PERSONAL PROFILE – Julio Vargas, Film Directorfilm,

By Nick Smith It’s commonly accepted that to make movies, you have to go to Los Angeles or New York. Atlanta is a hotbed of production right now, with TV shows like The Walking Dead and movies like Avengers: Endgame filming there. Pace, Florida is not a hotbed. But that is where Afro-Latino director…

By Nick Smith

It’s commonly accepted that to make movies, you have to go to Los Angeles or New York. Atlanta is a hotbed of production right now, with TV shows like The Walking Dead and movies like Avengers: Endgame filming there. Pace, Florida is not a hotbed. But that is where Afro-Latino director Julio Vargas has chosen to call home. 

Julio Vargas is friendly and helpful, the kind of guy you want on your side. He’s a responsible family man who always has a story to tell and loves making movies. His short, dystopian science fiction film All Boys Die is a hit on the film festival circuit, recently winning two awards at the Kite Film Festival in Destin and selected to screen at Pensacon. His other new film They Only See Our Faces will be playing in Dunedin International Film Festival and in the Oregon Coast Film Festival.

He was born in New York and grew up in East Boston by the airport. “At the time,” he says, “it was a predominantly Italian neighborhood transforming into a Latino neighborhood. There were some problems but the pasta was good.” Vargas partly attributes his tenacity to that upbringing. “I think Boston has a working-class grit to it. You combine that with the weather and there’s something hardnosed about life there. That’s how I am, I will work my way until it’s done no matter what.”

Julio was young when he found his path in life. “As a kid I watched a lot of films,” he says, “more than I should have, I had access to horror when I was eight, HBO, Cinemax.
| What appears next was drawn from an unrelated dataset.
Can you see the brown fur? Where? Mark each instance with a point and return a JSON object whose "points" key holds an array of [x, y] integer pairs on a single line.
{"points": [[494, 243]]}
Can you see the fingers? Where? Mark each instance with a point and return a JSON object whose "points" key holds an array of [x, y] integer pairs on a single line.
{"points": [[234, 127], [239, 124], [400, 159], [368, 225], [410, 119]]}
Mom didn’t know.”  As a teen Vargas experimented with music, art and public access TV. He had his own show while in high school and felt he could do better than the producers. That led to a serious interest in making movies.

By the time he was 30, Vargas had been an educator teaching kids in an aquarium for seven years. “I was offered a nice promotion,” Vargas recalls, “a nice office. I knew if I took it, that would be it.” He would be locked into that career. He quit and shot a documentary on the border, The Wall That Binds Us, which won a Directors Guild of America Student Award.

Vargas became a professional filmmaker, working in LA with companies like Univision. But he chose to hone his skills in Film Production at FSU, earning a Master’s Degree and teaching screenwriters in Tallahassee. Sojourns in Pace give him a break from the relentless hurly-burly of filmmaking. Even there he works on scripts and is committed to making films on the Gulf Coast. 

“I’m working on a couple of things with one of my former classmates,” says Vargas, “including a web series. It’s a cool idea we should work on. Everyone’s getting excited.”  He is particularly interested in depicting his own Dominican-American experience. “Not enough is told from that perspective,” he says. While he never denies his heritage, Vargas doesn’t want to be pigeonholed either. “I don’t care what you call me. I’ll make noise.”

Vargas is living proof that no matter where you live, where you’re from, or how you’re labeled, if you’re determined enough, you will achieve your goals. “People can say what they like, filmmaking is my identity, what I am, and I’ll never stop. I’m not changing my path for nothing.”